L'athéisme! Et à ce mot, par lequel Robespierre désigne au fond toute la philosophie des encyclopédistes, son imagination s'émeut et tourne avec chaleur un de ces morceaux dignes de Jean-Jacques par lesquels il rivalise avec l'éloquence de la chaire: «Vous qui regrettez un ami vertueux, vous aimez à penser que la plus belle partie de lui-même a échappé au trépas! Vous qui pleurez sur le cercueil d'un fils ou d'une épouse, êtes-vous consolés par celui qui vous dit qu'il ne reste plus d'eux qu'une vile poussière? Malheureux qui expirez sous les coups d'un assassin, votre dernier soupir est un appel à la justice éternelle! L'innocence sur l'échafaud fait pâlir le tyran sur son char de triomphe; aurait-elle cet ascendant si le tombeau égalait l'oppresseur et l'opprimé! Malheureux sophiste! de quel droit viens-tu arracher à l'innocence le sceptre de la raison pour le remettre entre les mains du crime, attrister la vertu, dégrader l'humanité?»

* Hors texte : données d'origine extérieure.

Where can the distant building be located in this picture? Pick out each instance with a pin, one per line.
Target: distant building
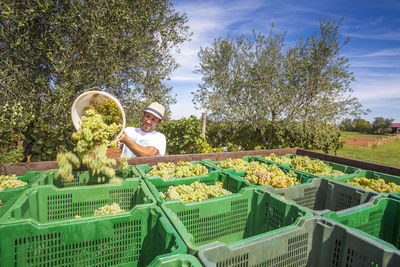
(396, 127)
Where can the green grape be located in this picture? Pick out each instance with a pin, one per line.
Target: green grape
(305, 164)
(263, 174)
(109, 209)
(376, 185)
(278, 159)
(181, 169)
(195, 192)
(10, 181)
(236, 164)
(123, 161)
(99, 126)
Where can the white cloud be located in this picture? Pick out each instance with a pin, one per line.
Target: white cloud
(385, 53)
(183, 109)
(377, 89)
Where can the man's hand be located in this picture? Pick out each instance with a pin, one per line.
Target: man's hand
(123, 138)
(138, 150)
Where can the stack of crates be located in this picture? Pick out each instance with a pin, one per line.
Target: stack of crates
(350, 227)
(53, 224)
(322, 221)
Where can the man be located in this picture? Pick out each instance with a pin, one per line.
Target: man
(145, 141)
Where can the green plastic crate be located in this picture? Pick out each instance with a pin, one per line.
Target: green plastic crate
(180, 260)
(323, 195)
(348, 170)
(83, 178)
(46, 204)
(231, 183)
(29, 177)
(315, 242)
(371, 175)
(143, 169)
(395, 195)
(8, 199)
(232, 218)
(380, 221)
(136, 238)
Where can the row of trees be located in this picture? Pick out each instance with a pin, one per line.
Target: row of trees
(380, 125)
(258, 91)
(291, 95)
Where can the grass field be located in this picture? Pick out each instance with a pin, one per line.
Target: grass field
(387, 154)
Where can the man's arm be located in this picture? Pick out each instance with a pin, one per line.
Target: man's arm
(138, 150)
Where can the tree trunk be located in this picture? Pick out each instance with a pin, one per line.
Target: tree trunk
(271, 129)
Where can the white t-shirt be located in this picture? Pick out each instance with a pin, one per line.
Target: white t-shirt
(154, 139)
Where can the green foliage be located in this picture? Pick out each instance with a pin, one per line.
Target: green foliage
(381, 126)
(290, 95)
(12, 156)
(52, 51)
(356, 125)
(235, 136)
(183, 137)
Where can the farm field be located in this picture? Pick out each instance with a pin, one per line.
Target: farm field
(372, 148)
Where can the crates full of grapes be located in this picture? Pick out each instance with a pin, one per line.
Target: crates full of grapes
(215, 184)
(315, 242)
(381, 221)
(138, 237)
(316, 167)
(236, 166)
(48, 204)
(98, 226)
(261, 174)
(13, 183)
(171, 170)
(323, 195)
(381, 183)
(83, 178)
(243, 216)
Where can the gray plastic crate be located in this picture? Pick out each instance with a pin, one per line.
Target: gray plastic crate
(322, 195)
(315, 242)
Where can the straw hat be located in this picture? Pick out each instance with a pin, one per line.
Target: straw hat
(156, 109)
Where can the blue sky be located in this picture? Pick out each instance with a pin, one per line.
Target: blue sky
(373, 52)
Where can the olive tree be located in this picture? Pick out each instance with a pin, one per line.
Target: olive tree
(277, 88)
(51, 51)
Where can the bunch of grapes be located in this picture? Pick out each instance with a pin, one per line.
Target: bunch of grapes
(123, 161)
(94, 131)
(109, 209)
(67, 161)
(263, 174)
(236, 164)
(278, 159)
(10, 181)
(181, 169)
(100, 163)
(315, 167)
(195, 192)
(376, 185)
(99, 126)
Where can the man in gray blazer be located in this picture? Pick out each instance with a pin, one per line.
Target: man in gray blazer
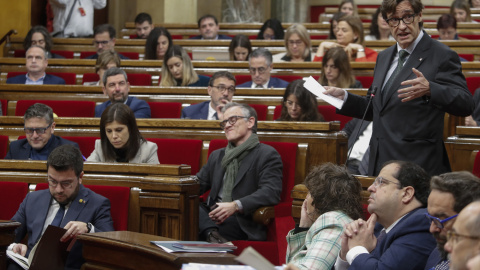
(418, 79)
(241, 178)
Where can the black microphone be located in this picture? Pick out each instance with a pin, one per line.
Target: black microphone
(372, 94)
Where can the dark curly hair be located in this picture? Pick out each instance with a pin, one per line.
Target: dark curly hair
(333, 188)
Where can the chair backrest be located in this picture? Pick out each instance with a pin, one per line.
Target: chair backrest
(139, 79)
(3, 146)
(11, 196)
(119, 198)
(179, 151)
(86, 144)
(63, 108)
(165, 109)
(262, 111)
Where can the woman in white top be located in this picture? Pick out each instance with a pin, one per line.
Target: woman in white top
(120, 139)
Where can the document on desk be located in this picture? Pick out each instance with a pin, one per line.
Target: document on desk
(203, 247)
(317, 89)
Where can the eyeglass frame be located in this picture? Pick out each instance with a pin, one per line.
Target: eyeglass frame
(33, 130)
(231, 120)
(401, 19)
(439, 222)
(63, 184)
(221, 88)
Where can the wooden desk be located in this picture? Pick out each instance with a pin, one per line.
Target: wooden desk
(131, 250)
(7, 235)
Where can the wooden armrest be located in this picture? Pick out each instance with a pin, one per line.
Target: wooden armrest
(264, 215)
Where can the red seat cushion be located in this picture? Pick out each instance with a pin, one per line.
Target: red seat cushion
(179, 151)
(63, 108)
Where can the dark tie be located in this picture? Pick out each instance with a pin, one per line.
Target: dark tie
(59, 216)
(402, 55)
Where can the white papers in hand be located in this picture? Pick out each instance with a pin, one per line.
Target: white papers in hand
(317, 89)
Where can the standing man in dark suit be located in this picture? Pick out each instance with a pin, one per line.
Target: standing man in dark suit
(396, 236)
(221, 89)
(67, 204)
(40, 141)
(241, 178)
(208, 27)
(260, 66)
(36, 64)
(116, 87)
(418, 80)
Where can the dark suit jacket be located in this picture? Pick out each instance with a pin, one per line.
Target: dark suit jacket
(219, 37)
(413, 130)
(49, 79)
(139, 107)
(196, 111)
(258, 183)
(21, 149)
(406, 246)
(34, 209)
(274, 82)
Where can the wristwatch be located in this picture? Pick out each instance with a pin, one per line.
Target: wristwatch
(89, 227)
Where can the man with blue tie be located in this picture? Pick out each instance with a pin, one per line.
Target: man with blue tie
(67, 203)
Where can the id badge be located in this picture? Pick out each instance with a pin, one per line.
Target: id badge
(82, 11)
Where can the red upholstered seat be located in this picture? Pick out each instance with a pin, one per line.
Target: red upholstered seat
(262, 111)
(179, 151)
(165, 109)
(274, 249)
(11, 196)
(473, 83)
(63, 108)
(69, 77)
(119, 200)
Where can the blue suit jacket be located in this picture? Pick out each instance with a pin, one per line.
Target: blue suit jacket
(406, 246)
(34, 209)
(49, 79)
(274, 82)
(21, 149)
(196, 111)
(219, 37)
(139, 107)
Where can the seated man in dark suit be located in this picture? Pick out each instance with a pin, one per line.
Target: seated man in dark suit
(260, 65)
(36, 64)
(39, 141)
(401, 238)
(116, 87)
(67, 204)
(208, 27)
(242, 177)
(104, 40)
(221, 88)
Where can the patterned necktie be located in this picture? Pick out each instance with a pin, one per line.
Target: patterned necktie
(402, 55)
(59, 216)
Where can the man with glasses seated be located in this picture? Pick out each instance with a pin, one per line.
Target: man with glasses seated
(104, 40)
(241, 177)
(66, 204)
(260, 66)
(396, 236)
(40, 141)
(463, 241)
(450, 193)
(221, 89)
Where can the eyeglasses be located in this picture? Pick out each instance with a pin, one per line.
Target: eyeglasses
(39, 131)
(232, 120)
(260, 70)
(64, 184)
(381, 181)
(221, 88)
(439, 222)
(451, 235)
(407, 19)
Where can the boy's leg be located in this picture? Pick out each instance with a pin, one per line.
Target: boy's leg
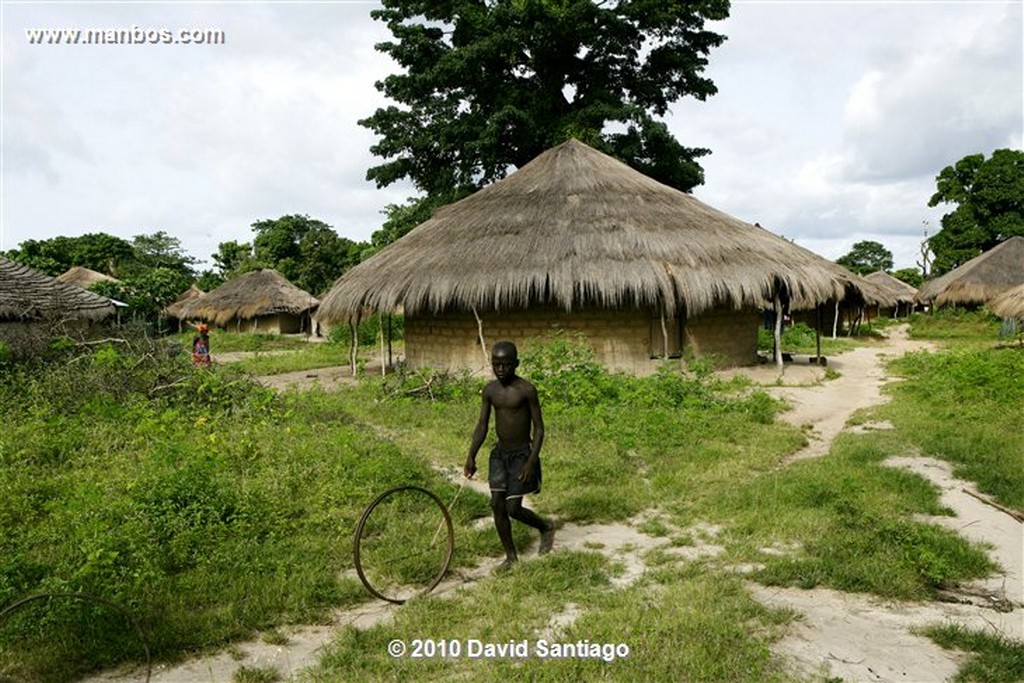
(526, 516)
(499, 506)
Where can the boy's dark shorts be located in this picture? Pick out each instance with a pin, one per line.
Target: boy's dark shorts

Ce n'est pas comme philosophe, dit-il, qu'il attaque ainsi l'athéisme, c'est comme politique. «Aux yeux du législateur, tout ce qui est utile au monde et bon dans la pratique est la vérité. L'idée de l'Etre suprême et de l'immortalité de l'âme est un rappel continuel à la justice: elle est donc sociale et républicaine.» Le déisme fut la religion de Socrate et celle de Léonidas, «et il y a loin de Socrate à Chaumette et de Léonidas au Père Duchesne». Là-dessus, Robespierre s'engage dans un éloge pompeux de Gaton et de Brutus dont l'héroïsme s'inspira, dit-il, de la doctrine de Zénon et non du matérialisme d'Épicure. Personne n'osa interrompre l'orateur pour lui faire remarquer que justement les stoïciens ne croyaient ni à un Dieu personnel, ni à l'immortalité de l'âme, et que Marc-Aurèle n'eût pas sacrifié à l'Etre suprême de Rousseau. Mais, depuis longtemps, on ne faisait plus d'objections à Robespierre: on écoutait en silence, avec curiosité, stupeur ou hypocrisie.

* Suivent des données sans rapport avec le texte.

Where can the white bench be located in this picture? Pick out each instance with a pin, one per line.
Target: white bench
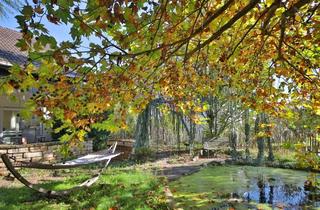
(215, 144)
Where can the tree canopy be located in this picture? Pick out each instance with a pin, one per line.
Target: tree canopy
(125, 53)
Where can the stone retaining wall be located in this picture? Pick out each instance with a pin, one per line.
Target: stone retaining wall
(40, 152)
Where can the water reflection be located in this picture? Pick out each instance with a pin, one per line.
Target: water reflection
(275, 192)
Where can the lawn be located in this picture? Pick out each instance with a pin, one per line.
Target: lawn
(116, 189)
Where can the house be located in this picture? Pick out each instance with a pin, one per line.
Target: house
(12, 127)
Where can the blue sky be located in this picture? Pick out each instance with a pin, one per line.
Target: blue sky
(60, 32)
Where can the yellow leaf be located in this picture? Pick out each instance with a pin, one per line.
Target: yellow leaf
(297, 18)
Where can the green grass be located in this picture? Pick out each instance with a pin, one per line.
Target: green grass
(116, 189)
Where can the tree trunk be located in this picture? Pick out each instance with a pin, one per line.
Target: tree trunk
(260, 140)
(247, 133)
(142, 129)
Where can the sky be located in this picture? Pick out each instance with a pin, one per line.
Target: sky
(60, 32)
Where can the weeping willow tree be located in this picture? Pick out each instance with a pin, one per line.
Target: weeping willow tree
(260, 138)
(269, 139)
(247, 133)
(142, 132)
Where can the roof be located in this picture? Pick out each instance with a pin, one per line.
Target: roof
(9, 53)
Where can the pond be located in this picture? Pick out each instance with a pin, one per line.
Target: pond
(244, 187)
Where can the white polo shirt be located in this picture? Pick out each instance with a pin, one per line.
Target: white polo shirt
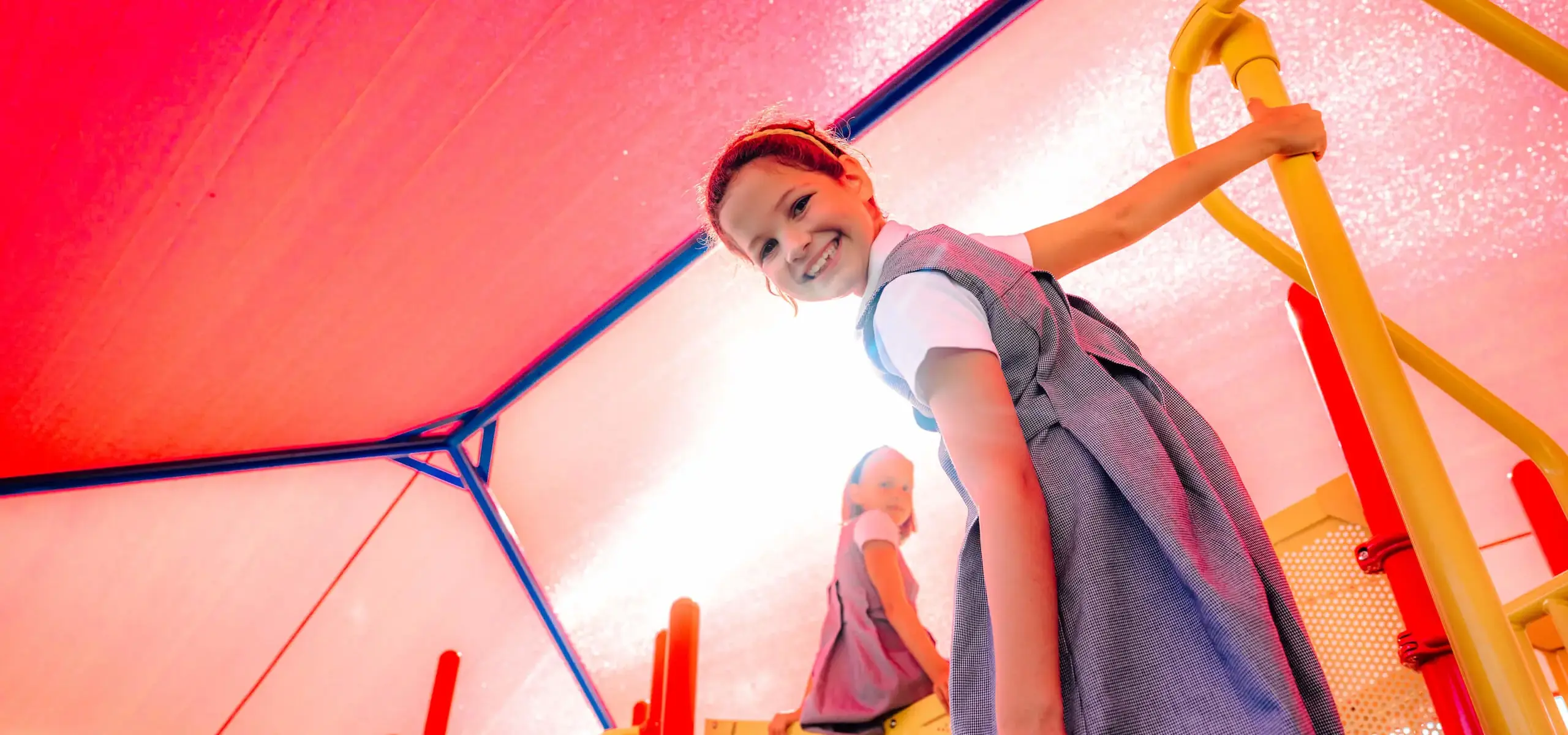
(925, 311)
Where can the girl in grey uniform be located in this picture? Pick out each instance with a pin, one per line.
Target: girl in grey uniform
(1115, 577)
(875, 657)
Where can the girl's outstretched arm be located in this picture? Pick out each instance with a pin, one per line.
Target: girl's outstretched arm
(882, 566)
(1177, 187)
(970, 399)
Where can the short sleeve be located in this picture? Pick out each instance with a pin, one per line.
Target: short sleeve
(927, 311)
(875, 526)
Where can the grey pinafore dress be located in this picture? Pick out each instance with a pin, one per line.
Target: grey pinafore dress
(863, 669)
(1175, 616)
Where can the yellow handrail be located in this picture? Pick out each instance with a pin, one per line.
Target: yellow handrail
(1510, 35)
(1540, 623)
(1484, 643)
(1529, 438)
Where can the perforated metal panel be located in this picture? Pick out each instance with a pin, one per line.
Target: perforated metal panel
(1354, 624)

Il continuait son homélie en montrant que tous les conspirateurs avaient été des athées. «Nous avons entendu, qui croit à cet excès d'impudeur? nous avons entendu dans une société populaire, le traître Guadet dénoncer un citoyen pour avoir prononcé le nom de Providence! Nous avons entendu, quelque temps après, Hébert en accuser un autre pour avoir écrit contre l'athéisme. N'est-ce pas Vergniaud et Gensonné qui, en votre présence même, à votre tribune, pérorèrent avec chaleur pour bannir du préambule de la Constitution le nom de l'Etre suprême que vous y avez placé? Danton, qui souriait de pitié aux mots de vertu, de gloire, de postérité (lisez: Danton qui n'appréciait pas mon éloquence), Danton, dont le système était d'avilir ce qui peut élever l'âme; Danton, qui était froid et muet dans les plus grands dangers de la liberté, parla après eux avec beaucoup de véhémence en faveur de la même opinion. D'où vient ce singulier accord?… Ils sentaient que, pour détruire la liberté, il fallait favoriser par tous les moyens tout ce qui tend à justifier l'égoïsme, à dessécher le coeur, etc.»